Closed TheSylex closed 1 month ago
Thank you. This seems very useful. The landmask is derived from the GSSHG shapes, with the OSM shapes the mask probably no longer matches the shapes. So if a point is in the ocean in the mask, but not in OSM, it may not be picked up. I think we have to generate a separate mask, or maybe just the difference to save space (there is a limit on the size of distributed packages to pypi/conda/crates).
How did you derive the mask? I'm unsure on both how it works and how it's generated. I grabbed the shapefile straight out of the OSM website and made an script to convert it from a shapefile into a single multipolygon .wkb.
Would you be able to kindly explain how it works in order for me to understand it and be able finish this PR? Thanks!
The mask was derived from a Python version, so it is not super easy: https://github.com/gauteh/roaring-landmask/tree/main/src/devel, I will give you a more detailed answer tomorrow.
Roaring landmask is fast because it can first exclude a great number of points that are certain to be in the ocean. The mask is generated with a set resolution (https://github.com/gauteh/roaring-landmask/blob/main/src/mask.rs#L24). To generate the mask you need to check whether any of the pixels in the mask has any land in it: either just intersecting, completely covered, or contains an island that does not intersect. The mask is then converted to integers which are stored in the a roaring bitmap / treemap: https://github.com/gauteh/roaring-landmask/blob/main/src/mask.rs#L137.
When roaring landmask checks a point it first checks the mask, if the test is negative it is certain that the point is in the ocean and can return. If not, it needs to consult the shapes since the points may be on land or not.
I was thinking earlier that this project may be of use for that: https://github.com/regionmask/regionmask (#18 )
@gauteh I've already resolved the conflicts with your latest changes. I think I've figured out how to correctly make the bitmask, and have correctly esparated both shapes and masks. I've added the scripts that are needed to generate both the landmasks and the bitmasks into the roaring_scripts.py file. Would you kindly check the PR out again? Thanks :)
Awesome! Looking forward to seeing how you solved this, will take a look tomorrow.
This looks very promising! I am missing a python test and benchmark: https://github.com/gauteh/roaring-landmask/blob/main/tests/test_roaring.py to see how the provider should be specified from python (or are you planning to do this in the next round?).
It would be useful to plot the two masks + difference between them to see how big the difference is, and it would also be a good test to see if anything stands out.
There are a few errors in the the tests related to the provider argument: https://github.com/gauteh/roaring-landmask/actions/runs/10789004492/job/29921006432?pr=30#step:7:448. To run the tests requiring nightly rust you do:
cargo test -r --features nightly,static --verbose
I've fixed the tests, although I couldn't run them locally. I've also added some images depicting both landmasks better. And finally, I'll leave here an image with the difference between both landmasks:
That looks very promising, the difference looks as expected (no shift in coordinates). Some new errors in CI. You may need rust nightly to test.
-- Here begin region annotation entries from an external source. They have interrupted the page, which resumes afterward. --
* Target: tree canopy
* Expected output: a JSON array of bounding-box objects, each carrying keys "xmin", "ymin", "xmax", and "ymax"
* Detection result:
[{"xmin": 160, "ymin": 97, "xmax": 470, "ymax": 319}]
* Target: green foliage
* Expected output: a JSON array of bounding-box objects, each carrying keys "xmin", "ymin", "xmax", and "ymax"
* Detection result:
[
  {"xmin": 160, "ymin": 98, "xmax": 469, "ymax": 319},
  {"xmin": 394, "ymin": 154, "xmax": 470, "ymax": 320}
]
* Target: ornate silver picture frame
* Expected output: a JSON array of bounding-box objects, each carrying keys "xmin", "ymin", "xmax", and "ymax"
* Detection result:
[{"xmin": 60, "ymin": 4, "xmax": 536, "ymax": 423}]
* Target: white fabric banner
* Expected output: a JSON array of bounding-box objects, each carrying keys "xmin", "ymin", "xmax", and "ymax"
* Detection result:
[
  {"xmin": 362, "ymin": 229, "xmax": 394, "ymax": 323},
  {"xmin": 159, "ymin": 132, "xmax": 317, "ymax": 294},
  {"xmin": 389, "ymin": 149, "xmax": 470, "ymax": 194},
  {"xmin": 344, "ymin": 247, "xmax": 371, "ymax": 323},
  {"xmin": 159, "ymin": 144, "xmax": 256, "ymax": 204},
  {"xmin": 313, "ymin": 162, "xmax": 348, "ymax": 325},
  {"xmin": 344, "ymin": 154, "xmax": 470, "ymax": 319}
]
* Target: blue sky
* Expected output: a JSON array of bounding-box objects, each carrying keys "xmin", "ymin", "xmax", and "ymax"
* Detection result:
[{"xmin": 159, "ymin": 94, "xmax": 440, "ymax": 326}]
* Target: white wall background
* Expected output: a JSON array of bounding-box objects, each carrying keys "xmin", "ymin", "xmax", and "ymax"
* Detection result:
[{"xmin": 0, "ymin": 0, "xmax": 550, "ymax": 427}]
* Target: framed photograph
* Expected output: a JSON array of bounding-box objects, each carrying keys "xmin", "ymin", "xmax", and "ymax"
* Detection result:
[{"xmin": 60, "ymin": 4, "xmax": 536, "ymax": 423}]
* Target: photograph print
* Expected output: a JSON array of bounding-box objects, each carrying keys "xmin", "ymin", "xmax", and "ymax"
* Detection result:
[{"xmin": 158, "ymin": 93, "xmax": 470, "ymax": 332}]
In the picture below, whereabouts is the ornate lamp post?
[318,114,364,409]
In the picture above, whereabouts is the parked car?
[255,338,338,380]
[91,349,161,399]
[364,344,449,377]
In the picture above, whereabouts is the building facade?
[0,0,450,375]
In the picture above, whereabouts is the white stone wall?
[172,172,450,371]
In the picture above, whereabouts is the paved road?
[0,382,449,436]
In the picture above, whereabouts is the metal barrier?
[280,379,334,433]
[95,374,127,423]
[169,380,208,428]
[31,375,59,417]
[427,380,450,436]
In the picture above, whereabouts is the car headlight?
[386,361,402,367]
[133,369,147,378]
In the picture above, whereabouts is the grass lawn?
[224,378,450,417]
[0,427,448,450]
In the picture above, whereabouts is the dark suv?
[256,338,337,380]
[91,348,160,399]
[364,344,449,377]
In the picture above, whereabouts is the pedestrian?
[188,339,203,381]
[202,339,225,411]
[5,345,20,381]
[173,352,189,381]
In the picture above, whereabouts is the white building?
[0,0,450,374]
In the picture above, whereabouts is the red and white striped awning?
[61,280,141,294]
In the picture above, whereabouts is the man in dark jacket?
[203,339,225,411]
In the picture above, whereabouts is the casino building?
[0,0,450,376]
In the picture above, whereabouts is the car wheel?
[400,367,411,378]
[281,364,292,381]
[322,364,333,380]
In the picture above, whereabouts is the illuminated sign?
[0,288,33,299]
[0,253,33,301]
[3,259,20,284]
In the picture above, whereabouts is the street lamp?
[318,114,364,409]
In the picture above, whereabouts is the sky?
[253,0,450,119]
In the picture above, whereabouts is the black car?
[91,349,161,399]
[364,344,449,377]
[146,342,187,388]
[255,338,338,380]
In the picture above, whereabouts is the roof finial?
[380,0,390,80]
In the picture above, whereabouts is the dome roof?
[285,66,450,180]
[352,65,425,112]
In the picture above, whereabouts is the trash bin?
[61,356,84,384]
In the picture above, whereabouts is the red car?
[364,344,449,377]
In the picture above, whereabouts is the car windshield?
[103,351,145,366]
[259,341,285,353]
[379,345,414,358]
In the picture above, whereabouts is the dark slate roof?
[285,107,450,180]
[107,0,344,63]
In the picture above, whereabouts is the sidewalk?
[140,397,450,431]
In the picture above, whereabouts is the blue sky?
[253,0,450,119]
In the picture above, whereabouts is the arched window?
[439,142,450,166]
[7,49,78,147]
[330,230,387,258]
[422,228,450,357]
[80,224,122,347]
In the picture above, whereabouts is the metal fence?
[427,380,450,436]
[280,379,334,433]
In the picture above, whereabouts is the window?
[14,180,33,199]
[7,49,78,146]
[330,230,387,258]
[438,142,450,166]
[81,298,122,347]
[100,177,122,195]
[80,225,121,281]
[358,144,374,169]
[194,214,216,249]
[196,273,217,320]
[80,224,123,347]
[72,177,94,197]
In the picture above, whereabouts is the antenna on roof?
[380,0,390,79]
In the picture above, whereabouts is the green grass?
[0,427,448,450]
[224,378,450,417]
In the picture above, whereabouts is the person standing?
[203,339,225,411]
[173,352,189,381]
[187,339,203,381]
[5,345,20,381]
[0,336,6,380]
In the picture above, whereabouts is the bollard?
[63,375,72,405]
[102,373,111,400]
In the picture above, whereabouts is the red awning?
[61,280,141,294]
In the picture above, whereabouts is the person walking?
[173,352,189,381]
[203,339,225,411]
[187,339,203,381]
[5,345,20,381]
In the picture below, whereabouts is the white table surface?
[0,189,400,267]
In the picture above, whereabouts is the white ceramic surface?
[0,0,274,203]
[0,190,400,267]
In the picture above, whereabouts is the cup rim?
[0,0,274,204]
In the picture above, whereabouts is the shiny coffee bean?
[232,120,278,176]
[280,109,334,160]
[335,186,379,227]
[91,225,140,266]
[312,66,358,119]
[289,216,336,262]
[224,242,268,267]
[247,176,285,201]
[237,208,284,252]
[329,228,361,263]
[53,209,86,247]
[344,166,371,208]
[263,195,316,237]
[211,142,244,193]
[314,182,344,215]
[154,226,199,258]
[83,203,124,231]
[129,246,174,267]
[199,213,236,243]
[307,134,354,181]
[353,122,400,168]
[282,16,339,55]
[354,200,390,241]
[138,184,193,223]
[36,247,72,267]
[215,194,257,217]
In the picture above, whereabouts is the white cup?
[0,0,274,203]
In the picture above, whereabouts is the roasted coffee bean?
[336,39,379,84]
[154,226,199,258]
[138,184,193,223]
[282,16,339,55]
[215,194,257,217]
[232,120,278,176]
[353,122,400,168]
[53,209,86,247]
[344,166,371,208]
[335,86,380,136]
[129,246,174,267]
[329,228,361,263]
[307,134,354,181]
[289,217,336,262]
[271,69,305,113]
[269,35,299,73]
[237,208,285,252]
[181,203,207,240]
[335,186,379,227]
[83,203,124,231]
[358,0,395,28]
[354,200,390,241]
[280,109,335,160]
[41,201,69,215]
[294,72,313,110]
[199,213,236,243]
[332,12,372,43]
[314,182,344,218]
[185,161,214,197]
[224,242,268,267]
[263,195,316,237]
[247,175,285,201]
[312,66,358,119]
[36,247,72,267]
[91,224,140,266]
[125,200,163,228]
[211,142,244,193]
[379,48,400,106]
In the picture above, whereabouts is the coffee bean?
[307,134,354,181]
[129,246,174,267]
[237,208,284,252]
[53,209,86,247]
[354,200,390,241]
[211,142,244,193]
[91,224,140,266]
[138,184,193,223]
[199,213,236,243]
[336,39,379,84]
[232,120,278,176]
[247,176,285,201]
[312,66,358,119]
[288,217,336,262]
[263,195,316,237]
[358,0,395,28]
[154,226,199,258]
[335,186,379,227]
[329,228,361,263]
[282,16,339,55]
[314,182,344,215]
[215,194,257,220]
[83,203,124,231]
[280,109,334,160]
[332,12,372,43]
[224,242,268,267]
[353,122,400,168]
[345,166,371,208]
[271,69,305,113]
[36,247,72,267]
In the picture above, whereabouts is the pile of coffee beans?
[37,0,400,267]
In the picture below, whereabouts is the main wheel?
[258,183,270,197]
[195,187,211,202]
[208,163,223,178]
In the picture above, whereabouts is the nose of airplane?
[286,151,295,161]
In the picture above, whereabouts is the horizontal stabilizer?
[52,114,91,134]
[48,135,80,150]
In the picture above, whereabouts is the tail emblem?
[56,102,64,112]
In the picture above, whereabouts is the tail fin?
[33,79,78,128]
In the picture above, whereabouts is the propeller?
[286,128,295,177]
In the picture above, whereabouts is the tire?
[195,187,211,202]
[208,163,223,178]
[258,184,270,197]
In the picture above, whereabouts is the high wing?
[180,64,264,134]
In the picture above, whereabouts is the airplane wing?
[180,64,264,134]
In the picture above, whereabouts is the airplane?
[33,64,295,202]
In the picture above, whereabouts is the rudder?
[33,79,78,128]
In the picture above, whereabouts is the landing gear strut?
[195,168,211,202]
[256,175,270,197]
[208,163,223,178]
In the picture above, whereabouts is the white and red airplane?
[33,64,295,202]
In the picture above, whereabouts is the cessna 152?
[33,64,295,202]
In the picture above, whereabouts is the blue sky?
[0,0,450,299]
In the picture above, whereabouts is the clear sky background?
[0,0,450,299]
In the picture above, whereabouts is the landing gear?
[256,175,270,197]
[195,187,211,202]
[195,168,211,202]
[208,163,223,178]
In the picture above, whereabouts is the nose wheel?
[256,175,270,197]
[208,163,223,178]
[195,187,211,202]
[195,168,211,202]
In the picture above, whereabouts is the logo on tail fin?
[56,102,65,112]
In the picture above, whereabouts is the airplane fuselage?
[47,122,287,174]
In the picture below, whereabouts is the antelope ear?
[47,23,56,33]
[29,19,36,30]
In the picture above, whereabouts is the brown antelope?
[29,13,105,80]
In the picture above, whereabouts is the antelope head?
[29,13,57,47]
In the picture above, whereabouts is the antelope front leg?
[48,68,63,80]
🎉 tests are passing! Any next steps before merging?
Great! Are any of the commits duplicating the datafiles? They should be squashed, to prevent the repo from becoming too big. I can try later if you are unsure how to do this. I think the Python bindings + tests need some updates, but we can do that in the next step.
Merged! I fixed the python tests to now also testing OSM.
any estimate about when we'll get this into a pypi release?
If all tests go through it should be on its way: https://github.com/gauteh/roaring-landmask/actions/runs/10808495500
Looks like there's two problems...
The first one with memory in the x86 version:
rustc-LLVM ERROR: out of memory
and then something seemingly related to compiling geos and numpy deps:
gcc -fno-strict-overflow -Wsign-compare -DNDEBUG -g -O3 -Wall -fPIC -I/tmp/pip-build-env-1ll5ewre/overlay/lib/python3.12/site-packages/numpy/_core/include -I/io/.venv/include -I/usr/include/python3.12 -c src/c_api.c -o build/temp.linux-x86_64-cpython-312/src/c_api.o
error: command 'gcc' failed: No such file or directory
Not really sure why any of these are happening now but didn't happen before. Any insights on what you changed regarding the CI on this PR?
Memory happens now and then. I had accidentally disabled Python test. The fails are not related to your code changes. I will try to fix.
Left the GSHHG landmask as the default, but I've added a new method in order to be able to choose between both GSHHG and OSM. It could also be possible to add any arbitrary number of providers but I didn't want to change the project too much, so I kept the changes minimal.